Academics, public figures, pen protest letter over Khomeini event

Prominent Iranian-Canadians upset event at Carleton didn’t highlight poor human rights record of Islamic Iran’s founder

Carleton University is taking heat from academics and high profile members of Canada’s Iranian community for hosting a conference earlier this month that celebrated Ayatollah Ruhollah Khomeini, the leader of Iran’s Islamic revolution in the late 1970s.

As the Ottawa Citizen reports, 10 Iranian-Canadian academics penned a letter to Carleton president Roseann O’Reilly Runte, detailing why they object to the university playing host to the event. Chief among their concerns is that Khomeini’s human rights record—which includes mass executions of political opponents and the imprisonment of academics—was not discussed at the June 2 event, organized by a student group called the Iranian Culture Association of Carleton University.

“We think reputable academic institutions have a moral obligation not to turn a blind eye on atrocities committed against their colleagues in other countries,” the letter reads, quoted by the Citizen.

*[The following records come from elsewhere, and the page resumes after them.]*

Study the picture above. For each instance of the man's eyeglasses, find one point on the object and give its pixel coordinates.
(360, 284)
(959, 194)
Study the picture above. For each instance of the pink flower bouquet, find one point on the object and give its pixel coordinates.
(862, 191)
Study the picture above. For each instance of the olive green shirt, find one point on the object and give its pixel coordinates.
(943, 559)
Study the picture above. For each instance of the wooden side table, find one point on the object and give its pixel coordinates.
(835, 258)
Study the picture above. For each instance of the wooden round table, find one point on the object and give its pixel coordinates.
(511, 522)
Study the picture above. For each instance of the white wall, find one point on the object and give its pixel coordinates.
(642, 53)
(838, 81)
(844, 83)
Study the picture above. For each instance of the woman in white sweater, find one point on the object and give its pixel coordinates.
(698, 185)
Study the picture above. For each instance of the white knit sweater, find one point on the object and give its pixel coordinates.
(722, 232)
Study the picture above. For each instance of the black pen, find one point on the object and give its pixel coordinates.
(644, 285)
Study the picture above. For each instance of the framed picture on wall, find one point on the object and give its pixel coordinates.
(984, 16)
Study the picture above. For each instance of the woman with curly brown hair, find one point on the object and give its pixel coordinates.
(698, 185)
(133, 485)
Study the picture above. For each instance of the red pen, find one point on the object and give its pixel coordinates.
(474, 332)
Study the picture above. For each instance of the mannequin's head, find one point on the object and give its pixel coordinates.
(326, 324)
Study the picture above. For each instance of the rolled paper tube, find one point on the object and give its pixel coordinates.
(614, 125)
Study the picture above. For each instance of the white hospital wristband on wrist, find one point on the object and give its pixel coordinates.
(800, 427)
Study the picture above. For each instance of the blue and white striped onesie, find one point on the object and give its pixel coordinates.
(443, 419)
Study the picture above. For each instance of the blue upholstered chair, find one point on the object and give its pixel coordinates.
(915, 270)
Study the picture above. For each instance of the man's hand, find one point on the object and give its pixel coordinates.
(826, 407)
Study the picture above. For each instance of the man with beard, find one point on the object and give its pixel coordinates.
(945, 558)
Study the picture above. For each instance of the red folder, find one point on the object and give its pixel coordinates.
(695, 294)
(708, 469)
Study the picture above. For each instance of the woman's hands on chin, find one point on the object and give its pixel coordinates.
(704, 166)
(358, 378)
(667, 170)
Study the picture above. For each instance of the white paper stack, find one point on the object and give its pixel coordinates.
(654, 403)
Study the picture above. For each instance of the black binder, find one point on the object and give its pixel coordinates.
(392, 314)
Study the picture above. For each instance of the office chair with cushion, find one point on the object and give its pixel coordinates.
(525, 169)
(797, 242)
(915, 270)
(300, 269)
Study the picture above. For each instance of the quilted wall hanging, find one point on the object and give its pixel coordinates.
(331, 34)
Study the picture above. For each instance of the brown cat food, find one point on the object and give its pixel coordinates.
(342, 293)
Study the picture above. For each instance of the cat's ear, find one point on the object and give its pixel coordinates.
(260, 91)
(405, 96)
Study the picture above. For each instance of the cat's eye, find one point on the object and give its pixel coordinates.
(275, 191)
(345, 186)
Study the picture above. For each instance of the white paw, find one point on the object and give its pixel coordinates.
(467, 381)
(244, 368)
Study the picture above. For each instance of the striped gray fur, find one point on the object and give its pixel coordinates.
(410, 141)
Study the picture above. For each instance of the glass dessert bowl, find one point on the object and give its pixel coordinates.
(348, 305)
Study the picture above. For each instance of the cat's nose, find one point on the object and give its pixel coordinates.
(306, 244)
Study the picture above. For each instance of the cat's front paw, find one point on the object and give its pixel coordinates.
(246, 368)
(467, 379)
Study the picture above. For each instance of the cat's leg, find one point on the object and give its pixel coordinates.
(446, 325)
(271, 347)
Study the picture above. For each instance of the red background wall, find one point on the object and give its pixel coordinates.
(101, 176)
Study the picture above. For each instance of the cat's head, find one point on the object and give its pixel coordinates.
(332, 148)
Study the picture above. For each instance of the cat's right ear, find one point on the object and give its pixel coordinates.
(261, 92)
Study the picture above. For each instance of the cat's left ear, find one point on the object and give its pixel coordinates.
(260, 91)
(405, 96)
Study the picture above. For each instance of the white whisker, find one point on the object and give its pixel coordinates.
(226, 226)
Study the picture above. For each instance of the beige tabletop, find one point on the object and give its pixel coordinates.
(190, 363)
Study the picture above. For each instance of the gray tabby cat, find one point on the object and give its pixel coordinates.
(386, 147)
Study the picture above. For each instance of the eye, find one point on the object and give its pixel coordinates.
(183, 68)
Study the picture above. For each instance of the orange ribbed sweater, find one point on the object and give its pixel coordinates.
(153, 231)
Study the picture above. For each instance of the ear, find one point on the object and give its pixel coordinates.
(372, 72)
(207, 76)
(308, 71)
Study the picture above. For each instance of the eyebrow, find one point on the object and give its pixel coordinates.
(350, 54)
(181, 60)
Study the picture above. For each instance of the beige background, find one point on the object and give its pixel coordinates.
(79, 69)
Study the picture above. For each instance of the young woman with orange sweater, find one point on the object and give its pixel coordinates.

A separate letter expressing concern over Khomeini’s portrayal at the event was drafted and signed by 14 prominent Iranian-Canadians, including former Miss Canada and human rights activist Nazanin Afshin-Jam, recently married to Defence Minister Peter MacKay, the newspaper reports. “Carleton University, one of the leading academic institutions in this country, negligently permitted its campus to become the site of a celebration of a human rights violations, gender inequality and anti-Semitism,” the second letter stated, according to the Citizen.

For its part, Carleton says the university administration did not “sponsor or act as host” the Khomeini event, the newspaper reports.